[LLVM] Segfault / "llvm::thinLTOInternalizeModule ... Assertion `GS != DefinedGlobals.end()' failed", again #67855

tmandry · 2020-01-04T01:39:49Z

I got a segfault / LLVM assertion failure while compiling a target with ThinLTO enabled. This is the same failure as in #53912, albeit with a different root cause.

In my case, I was dealing with a global named switch.table._ZN77_$LT$omaha_client..protocol..request..Event$u20$as$u20$core..clone..Clone$GT$5clone17h829b64c9ab982ff5E.llvm.10390335839252477638.llvm.11308644296266801080.

Note the presence of two .llvm.NNNN extensions. This means that this was a local which was promoted to a global symbol twice. The implementation of getOriginalNameBeforePromote doesn't handle this case correctly; it strips off both extensions:

  /// Convenience method for creating a promoted global name
  /// for the given value name of a local, and its original module's ID.
  static std::string getGlobalNameForLocal(StringRef Name, ModuleHash ModHash) {
    SmallString<256> NewName(Name);
    NewName += ".llvm.";
    NewName += utostr((uint64_t(ModHash[0]) << 32) |
                      ModHash[1]); // Take the first 64 bits
    return NewName.str();
  }

  /// Helper to obtain the unpromoted name for a global value (or the original
  /// name if not promoted).
  static StringRef getOriginalNameBeforePromote(StringRef Name) {
    std::pair<StringRef, StringRef> Pair = Name.split(".llvm.");
    return Pair.first;
  }

The fix is actually trivial; just have to change split to rsplit so that it only removes the last .llvm.NNNN extension. Leaving this issue open to track the fix being cherry-picked.

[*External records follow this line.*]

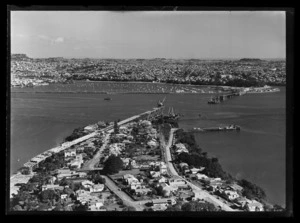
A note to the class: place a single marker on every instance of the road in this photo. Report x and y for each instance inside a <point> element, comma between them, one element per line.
<point>122,195</point>
<point>167,153</point>
<point>206,196</point>
<point>90,165</point>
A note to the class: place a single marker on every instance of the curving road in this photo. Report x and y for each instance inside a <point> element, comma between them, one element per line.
<point>122,195</point>
<point>90,165</point>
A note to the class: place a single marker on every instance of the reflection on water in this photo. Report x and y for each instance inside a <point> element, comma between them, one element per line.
<point>41,121</point>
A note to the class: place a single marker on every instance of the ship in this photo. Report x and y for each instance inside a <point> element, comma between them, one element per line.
<point>214,100</point>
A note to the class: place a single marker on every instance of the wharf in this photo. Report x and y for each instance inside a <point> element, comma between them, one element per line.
<point>220,98</point>
<point>217,129</point>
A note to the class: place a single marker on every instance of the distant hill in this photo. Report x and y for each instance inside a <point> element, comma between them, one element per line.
<point>20,56</point>
<point>250,60</point>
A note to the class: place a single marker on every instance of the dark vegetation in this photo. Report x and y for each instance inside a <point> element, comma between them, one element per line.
<point>95,177</point>
<point>192,206</point>
<point>213,168</point>
<point>77,133</point>
<point>112,165</point>
<point>251,191</point>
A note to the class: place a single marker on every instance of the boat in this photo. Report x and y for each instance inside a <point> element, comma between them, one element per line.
<point>214,101</point>
<point>212,129</point>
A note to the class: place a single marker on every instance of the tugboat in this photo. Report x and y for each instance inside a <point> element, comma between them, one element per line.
<point>214,100</point>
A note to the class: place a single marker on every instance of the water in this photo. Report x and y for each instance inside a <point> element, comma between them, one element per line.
<point>257,153</point>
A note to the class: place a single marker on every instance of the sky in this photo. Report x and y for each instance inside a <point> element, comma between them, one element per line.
<point>149,34</point>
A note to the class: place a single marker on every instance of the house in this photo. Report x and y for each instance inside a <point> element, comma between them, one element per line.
<point>161,179</point>
<point>86,197</point>
<point>129,179</point>
<point>176,181</point>
<point>63,196</point>
<point>195,170</point>
<point>52,180</point>
<point>77,162</point>
<point>185,195</point>
<point>52,187</point>
<point>254,206</point>
<point>180,148</point>
<point>153,144</point>
<point>67,173</point>
<point>199,194</point>
<point>242,201</point>
<point>87,184</point>
<point>154,174</point>
<point>167,189</point>
<point>231,195</point>
<point>166,201</point>
<point>95,206</point>
<point>142,191</point>
<point>144,167</point>
<point>135,185</point>
<point>70,153</point>
<point>236,187</point>
<point>97,188</point>
<point>200,176</point>
<point>183,166</point>
<point>91,128</point>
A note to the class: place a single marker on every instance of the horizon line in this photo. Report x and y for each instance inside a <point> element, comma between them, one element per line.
<point>138,58</point>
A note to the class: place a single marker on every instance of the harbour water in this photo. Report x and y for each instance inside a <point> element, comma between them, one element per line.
<point>40,121</point>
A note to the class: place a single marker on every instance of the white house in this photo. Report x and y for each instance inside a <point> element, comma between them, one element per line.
<point>162,179</point>
<point>77,162</point>
<point>176,181</point>
<point>52,187</point>
<point>201,176</point>
<point>87,184</point>
<point>231,195</point>
<point>254,206</point>
<point>70,153</point>
<point>95,206</point>
<point>97,188</point>
<point>180,148</point>
<point>130,179</point>
<point>154,174</point>
<point>63,196</point>
<point>183,166</point>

The text was updated successfully, but these errors were encountered:

tmandry · 2020-01-06T22:26:02Z

Filed a bug upstream.

tmandry · 2020-01-06T22:57:30Z

This might still be a rustc bug, since apparently a double-promotion is unexpected. Working on a minimal repro now.

pnkfelix · 2020-01-09T05:10:14Z

@tmandry is this something that we could/should be pulling in the ICE-breakers on?

pnkfelix · 2020-01-09T05:12:25Z

triage: P-high. Assigning to @tmandry and removing I-nominated label.

tmandry · 2020-01-09T05:19:36Z

Possibly, but I’ll need to put a usable reproducer somewhere. That tends to be more difficult when the target is Fuchsia.

I’ve had limited success doing all the minimizing myself. I’ll see if I can reproduce on other targets, and upload a reproducer if so.

tmandry · 2020-01-10T21:27:03Z

So, from the output of -Csave-temps, what appears to be happening is that we run the same bitcode through the ThinLTO optimization pipeline twice. Once when outputting an rlib, and once when linking to that rlib.

More specifically:

An rlib crate (omaha_client in this case) gets compiled with ThinLTO and optimizations enabled. We run the bitcode through the ThinLTO optimization pipeline.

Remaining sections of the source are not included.